В подобном же переломном моменте истории, когда рушились старые ценности, а наука и социалистический реализм начинали победное шествие по России, жил и создавал свои произведения Михаил Булгаков. В повести «Тайному другу» он проговорил изначальную цель своего занятия писательством, которая воспринимается именно как романтическая в попытке сохранить разрушающийся узор «вечной преемственности» жизни. Воскресить память об умерших, общее их и свое прошлое, запечатлеть свои сны, восстанавливая связь времен, — что еще остается неравнодушному человеку после осознания того, что «от всего, что сверкало, от Софочки, ламп, Жени, фиолетовых помпонов, — остался только я один на продранном диване в Москве ночью 1923 года. Все остальное погибло, <...> Я притянул насколько возможно мою казарменную лампу к столу и поверх ее зеленого колпака надел колпак из розовой бумаги, отчего бумага ожила. На ней я выписал слова: «И судимы были мертвые по написанному в книгах сообразно с делами своими». Затем стал писать, не зная еще хорошо, что из этого выйдет. Помнится, мне очень хотелось передать, как хорошо, когда дома тепло, часы, бьющие башенным боем в столовой, сонную дрему в постели, книги и мороз. И страшного человека в оспе, мои сны. Писать вообще очень трудно, но это почему-то выходило легко»99. «...Для романтика, — писал В. Жирмунский в 1914 г., — в последнем просветлении торжествуют все силы... ничто не умирает, но оживает мертвое, и каждая жизнь в последней силе отдается Богу и вечной жизни»100.

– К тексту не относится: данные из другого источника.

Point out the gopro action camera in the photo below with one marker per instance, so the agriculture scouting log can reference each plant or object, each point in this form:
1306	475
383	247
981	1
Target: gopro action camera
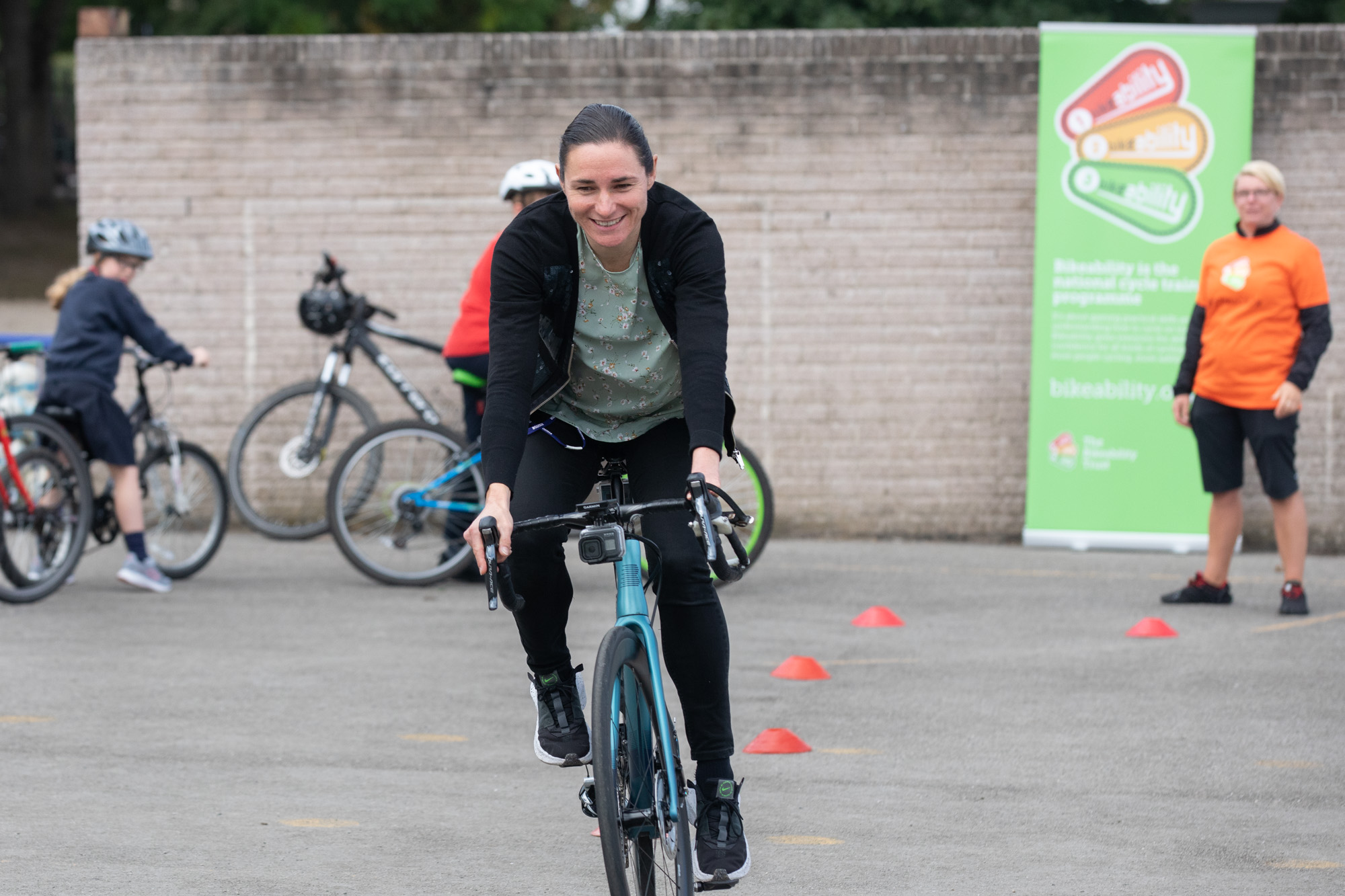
603	544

Взгляд из пространства романтизма позволяет увидеть повесть М. Булгакова РЯ «зеркалом», картиной эпохи. Собственно, подобные «картины эпохи» он разворачивал в каждом своем произведении, стремясь к отображению исторического момента существования универсума во всех его деталях и в его сути. Повесть «Собачье сердце» (1925 г.) — тоже «срез» эпохи, отображение происходящего в обществе молодой Советской России, в молодой советской науке, в душах людей; пьеса «Зойкина квартира» (1926 г.) — «зеркало» российской действительности периода НЭПа; пьеса «Адам и Ева» (1931 г.) отображает ситуацию в стране и духовный пейзаж современников Булгакова в период первых пятилеток, когда отмечался рост военных настроений в стране и мире. Каждое булгаковское произведение — итог осмысления автором метаморфоз в миросозерцании народа, и с этих позиций находят объяснение и политическая заостренность каждого произведения, и философская глубина, и точность, до скрупулезности, в изображении бытовых, социальных и научных деталей эпохи.

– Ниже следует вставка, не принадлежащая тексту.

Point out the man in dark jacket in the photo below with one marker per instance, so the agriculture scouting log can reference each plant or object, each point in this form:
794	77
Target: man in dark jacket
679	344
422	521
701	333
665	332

С позиций романтического универсализма находит объяснение «неровность» пространства повести РЯ, в которой М. Булгаков, по его собственным словам, «спекал» скрупулезно описанные им реалии Москвы 20-х годов: неоновую рекламу города и мальчишек, продающих газеты, потоки машин на улицах, повадки циничных журналистов, слухи и сплетни столицы, властные распоряжения из Кремля, механизмы принятия политических решений и их исполнение в Советской России. В этом «спекаемом» автором «пироге»101 важное место занимают: послереволюционная судьбы Института зоологии, его директора профессора Персикова и ассистента Иванова, быт провинциального городка Стекловска, бывшего Троицка, повседневная жизнь совхоза «Красный луч», странная и странническая судьба флейтиста Рокка, вошедшего в исполнительную власть новой России и трудившегося на самых разных должностях от севера до юга страны. Советская Россия конца 20-х годов, с ее особенностями политической, бытовой и научной жизни, в повести РЯ представлена ярко и, пожалуй, исчерпывающе.

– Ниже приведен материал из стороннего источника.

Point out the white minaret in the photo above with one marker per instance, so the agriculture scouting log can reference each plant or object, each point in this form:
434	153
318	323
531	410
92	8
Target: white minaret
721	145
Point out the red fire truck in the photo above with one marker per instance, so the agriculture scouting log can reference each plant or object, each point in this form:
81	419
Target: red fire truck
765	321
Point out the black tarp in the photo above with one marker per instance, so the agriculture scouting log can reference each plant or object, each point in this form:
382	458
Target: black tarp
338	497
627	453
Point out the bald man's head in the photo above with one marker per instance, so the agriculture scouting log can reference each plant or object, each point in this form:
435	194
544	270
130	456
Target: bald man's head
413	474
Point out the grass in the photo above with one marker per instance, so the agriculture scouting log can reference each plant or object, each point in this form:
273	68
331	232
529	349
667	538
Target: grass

Несколько страниц повести отведено сухому научному описанию сути зоологических экспериментов Персикова, с перечислением инструментов, которыми профессор пользовался, точных названий голых гадов, которыми профессор занимался, пород кур и подробностей морфологии, физиологии и типичных болезней отряда куриных.

Это странное погружение в том числе в научные «дебри» — не просто прием, позволяющий читателю сопоставить отвлеченную сухую науку, живые реалии бурлящей жизни Москвы 20-х годов и фантастическую суть эксперимента профессора. Авторский творческий «огонь», спекающий эти разнородные «ингредиенты» повести в одно целое (в гофмановском примере это связано с мастерством создания незаметного «шва» автором-«портным»), проявляет особенности так называемой «романтической иронии», которую В. Жирмунский характеризовал так: «...бесконечный творческий акт не может быть исчерпан в своем конечном проявлении; ...творческое Я осознает себя больше всякого выражения, так что полное выражение себя является обязательным и невозможным»102. Вбрасыванием в творческое поле столь разнообразных составляющих писатель придает повести свойство особой «открытости», не позволяющей «схватить» и однозначно определить тему произведения и форму его подачи (жанр). Как отмечали ранние романтики, романтическая ирония призвана была провести идеальный синтез в произведении, субъективно уничтожить абстрактные, односторонние подходы, формируя единое целое из умело «спеченных» фрагментов отображенной реальности; вместе с тем разнообразие материала создавало ситуацию философского «пира» для действительно образованного и свободного читателя, которому предоставлялась возможность «настроиться то на философский лад, то на филологический, критический или поэтический, исторический или риторический, античный или же современный, совершенно произвольно, подобно тому, как настраиваются инструменты...»103 Очевидно, принцип романтической иронии оказал влияние и на «растрепанность» образа профессора Персикова, в котором так угловато соседствуют таинственный и величавый, удачливый в открытии луча ученый-новатор и неумелый практик / политик, ставший причиной катастрофы в стране. Неоднозначность образа Персикова — факт. И жанр РЯ до сих пор не определен. Что написал М. Булгаков? Фантастическое произведение? Политический памфлет-гротеск на послереволюционные события в России? Сатирическую пародию на роман Г. Уэллса «Пища богов» с научно-популярным и одновременно фантастическим подтекстом? Мистическую сатиру, задача которой — рассказать читателю о «соли» эпохи, в которой оказалась Россия на излете ленинского этапа революции? ...Видимо, писатель подразумевал возможность всех этих определений для своей повести.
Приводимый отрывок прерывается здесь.